Official Newspaper of Eddy County since 1883
If you read the above column from Teri Finneman, you're probably wondering why I published it in this newspaper. The answer is simple: while the Foster County Independent is the proving ground for saving local news, the New Rockford Transcript needs a reinvention just as much as the Independent does.
Change is not the enemy, complacency is. Something needs to change, and this newspaper’s publisher and staff will not be complacent.
As the publisher, I am fully invested in keeping this newspaper sustainable for decades to come, and I know that changes needs to happen now. Finneman knows firsthand what happens when a community loses its newspaper. In addition to her roles as professor and researcher, she is also a publisher. She is at the helm of a nationally recognized student-run news source called “The Eudora Times,” which she opened in 2019 after the community of Eudora, Kansas, had been without a newspaper for 10 years.

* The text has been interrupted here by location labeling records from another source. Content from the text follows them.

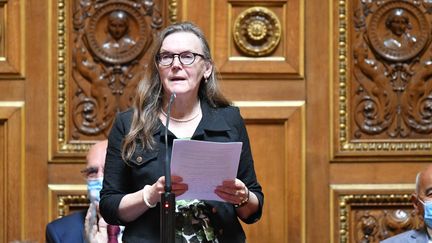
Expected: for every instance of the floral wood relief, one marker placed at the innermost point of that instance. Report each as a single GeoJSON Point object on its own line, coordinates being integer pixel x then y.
{"type": "Point", "coordinates": [257, 31]}
{"type": "Point", "coordinates": [110, 40]}
{"type": "Point", "coordinates": [391, 85]}
{"type": "Point", "coordinates": [372, 218]}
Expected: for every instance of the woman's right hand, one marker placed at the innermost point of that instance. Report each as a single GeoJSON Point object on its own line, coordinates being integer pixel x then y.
{"type": "Point", "coordinates": [155, 190]}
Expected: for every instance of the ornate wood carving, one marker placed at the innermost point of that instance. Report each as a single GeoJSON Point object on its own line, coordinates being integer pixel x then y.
{"type": "Point", "coordinates": [257, 31]}
{"type": "Point", "coordinates": [375, 217]}
{"type": "Point", "coordinates": [385, 96]}
{"type": "Point", "coordinates": [110, 39]}
{"type": "Point", "coordinates": [363, 216]}
{"type": "Point", "coordinates": [101, 55]}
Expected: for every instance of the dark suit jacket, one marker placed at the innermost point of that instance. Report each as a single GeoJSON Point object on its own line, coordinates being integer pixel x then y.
{"type": "Point", "coordinates": [68, 229]}
{"type": "Point", "coordinates": [145, 167]}
{"type": "Point", "coordinates": [412, 236]}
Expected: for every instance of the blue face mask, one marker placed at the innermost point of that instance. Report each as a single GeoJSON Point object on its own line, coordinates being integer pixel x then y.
{"type": "Point", "coordinates": [427, 208]}
{"type": "Point", "coordinates": [94, 186]}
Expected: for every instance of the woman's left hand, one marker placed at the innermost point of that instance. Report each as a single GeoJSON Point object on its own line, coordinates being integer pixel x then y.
{"type": "Point", "coordinates": [232, 191]}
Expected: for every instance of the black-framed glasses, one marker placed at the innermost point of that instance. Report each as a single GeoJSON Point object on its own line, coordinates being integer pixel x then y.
{"type": "Point", "coordinates": [185, 58]}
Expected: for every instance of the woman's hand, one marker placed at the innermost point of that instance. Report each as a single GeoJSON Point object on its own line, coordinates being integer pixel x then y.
{"type": "Point", "coordinates": [155, 190]}
{"type": "Point", "coordinates": [233, 191]}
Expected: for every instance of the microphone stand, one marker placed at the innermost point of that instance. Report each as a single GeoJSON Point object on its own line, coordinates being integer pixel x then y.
{"type": "Point", "coordinates": [167, 212]}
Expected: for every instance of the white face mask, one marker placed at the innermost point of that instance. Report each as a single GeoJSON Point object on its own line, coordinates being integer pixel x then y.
{"type": "Point", "coordinates": [94, 186]}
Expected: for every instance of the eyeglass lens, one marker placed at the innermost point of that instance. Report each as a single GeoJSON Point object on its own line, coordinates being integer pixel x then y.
{"type": "Point", "coordinates": [185, 58]}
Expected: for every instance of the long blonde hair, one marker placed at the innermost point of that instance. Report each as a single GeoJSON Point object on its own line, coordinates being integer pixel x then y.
{"type": "Point", "coordinates": [148, 101]}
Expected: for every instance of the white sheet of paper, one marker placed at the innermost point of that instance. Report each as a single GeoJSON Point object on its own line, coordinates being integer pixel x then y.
{"type": "Point", "coordinates": [204, 165]}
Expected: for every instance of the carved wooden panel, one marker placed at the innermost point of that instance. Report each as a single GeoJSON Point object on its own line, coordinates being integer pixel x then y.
{"type": "Point", "coordinates": [261, 37]}
{"type": "Point", "coordinates": [383, 73]}
{"type": "Point", "coordinates": [365, 213]}
{"type": "Point", "coordinates": [11, 169]}
{"type": "Point", "coordinates": [11, 38]}
{"type": "Point", "coordinates": [276, 133]}
{"type": "Point", "coordinates": [101, 54]}
{"type": "Point", "coordinates": [65, 199]}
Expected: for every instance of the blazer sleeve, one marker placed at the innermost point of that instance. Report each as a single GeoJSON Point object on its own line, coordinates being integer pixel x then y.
{"type": "Point", "coordinates": [116, 184]}
{"type": "Point", "coordinates": [51, 234]}
{"type": "Point", "coordinates": [246, 171]}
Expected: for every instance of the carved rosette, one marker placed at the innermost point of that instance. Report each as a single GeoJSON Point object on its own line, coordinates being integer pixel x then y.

Through both research and lived experience, she discovered that community newspapers are one of the only industries in the country operating on a business model that hasn’t changed in 200 years.
The Foster County Independent is the only newspaper in North Dakota participating in this study, so we will write the playbook for sustainability that other community newspapers throughout the country can utilize.
On the other side of this experiment, I fully intend to make the New Rockford Transcript the second newspaper in North Dakota to implement this new business model. I'm the publisher of two community newspapers, each the official and only newspaper operating in their respective counties. It's going to stay that way, and through our work with Finneman I wholeheartedly believe that is possible.
The work begins this week, when Finneman will lead a focus group in Carrington and we'll begin gathering survey responses from Independent readers. Throughout the next six months, I will be writing about our experience in this space as we boldly go where no newspaper in North Dakota has gone before. I can't wait to see you all on the other side.